5 Easy Ways to Sit Less
Assuming you can’t quit your desk job, here are Dr. Roizen’s favorite ways to move more:
1. Buy a treadmill desk. Even while being interviewed for this article, Dr. Roizen was walking — right in his office. In fact, whenever he’s at his desk, he’s walking, thanks to a TrekDesk, which fits over a regular treadmill. He can read while striding at 1.9 miles per hour and type while clocking 1.8 miles per hour, with the treadmill set at 2 degrees of elevation. How hard is it to walk and type? “It’s pretty easy, you learn how,” says Dr. Roizen.
Other styles of desk, such as models made by Steelcase, have the treadmill built right in, though these cost considerably more and don’t allow you to change the incline of the treadmill. Don’t want to walk while you work? A standing desk is another option. A variety of companies make desks that are easily adjustable, allowing you to alternate between sitting and standing.
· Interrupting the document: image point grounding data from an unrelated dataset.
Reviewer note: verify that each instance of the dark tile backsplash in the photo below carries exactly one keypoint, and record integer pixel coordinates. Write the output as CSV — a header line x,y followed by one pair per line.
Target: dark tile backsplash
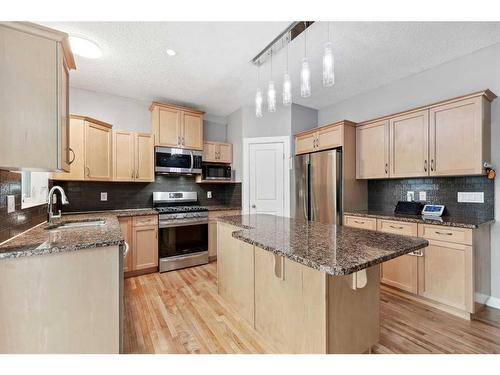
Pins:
x,y
85,195
20,220
384,194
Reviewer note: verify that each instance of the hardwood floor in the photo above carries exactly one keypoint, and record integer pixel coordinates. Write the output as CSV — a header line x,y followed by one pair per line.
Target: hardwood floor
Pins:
x,y
181,312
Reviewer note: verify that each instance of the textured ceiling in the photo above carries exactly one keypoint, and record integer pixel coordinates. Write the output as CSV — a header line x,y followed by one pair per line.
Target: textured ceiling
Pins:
x,y
212,69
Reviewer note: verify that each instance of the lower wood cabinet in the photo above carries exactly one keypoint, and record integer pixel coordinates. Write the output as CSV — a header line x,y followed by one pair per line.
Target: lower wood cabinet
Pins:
x,y
141,234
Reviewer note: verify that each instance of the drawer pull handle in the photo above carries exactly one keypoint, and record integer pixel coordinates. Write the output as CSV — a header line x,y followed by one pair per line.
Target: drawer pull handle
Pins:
x,y
395,227
444,233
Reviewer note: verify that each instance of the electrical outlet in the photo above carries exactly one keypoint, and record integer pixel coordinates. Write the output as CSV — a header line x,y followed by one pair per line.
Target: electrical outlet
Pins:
x,y
410,196
11,204
422,196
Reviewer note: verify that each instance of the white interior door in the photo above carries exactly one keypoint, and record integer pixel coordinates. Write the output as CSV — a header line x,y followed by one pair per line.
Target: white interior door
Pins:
x,y
267,178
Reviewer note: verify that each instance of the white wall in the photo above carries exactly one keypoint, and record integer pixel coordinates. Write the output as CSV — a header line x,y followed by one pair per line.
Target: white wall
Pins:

2. Force yourself to take breaks. Get up from your desk and walk at least every two hours. “Even if you don’t have to go to the bathroom, go,” says Dr. Roizen.
3. Hold walking meetings. If you’re meeting one-on-one, stroll while you talk.
4. Walk after each meal. “When you first get home or right after dinner, or both, take a walk with your kids and ask them about the day’s events as you walk. If they’re too hungry, eat first and take a walk immediately after dinner. This was called an evening constitutional in the old days,” says Dr. Roizen. Eating out? “Rather than go to the valet, walk a couple of blocks to your car.”
5. Use phone time as exercise time. “Anytime I’m going to talk on the cell phone I walk and talk,” says Dr. Roizen. (When does he actually sit? Nobody knows.)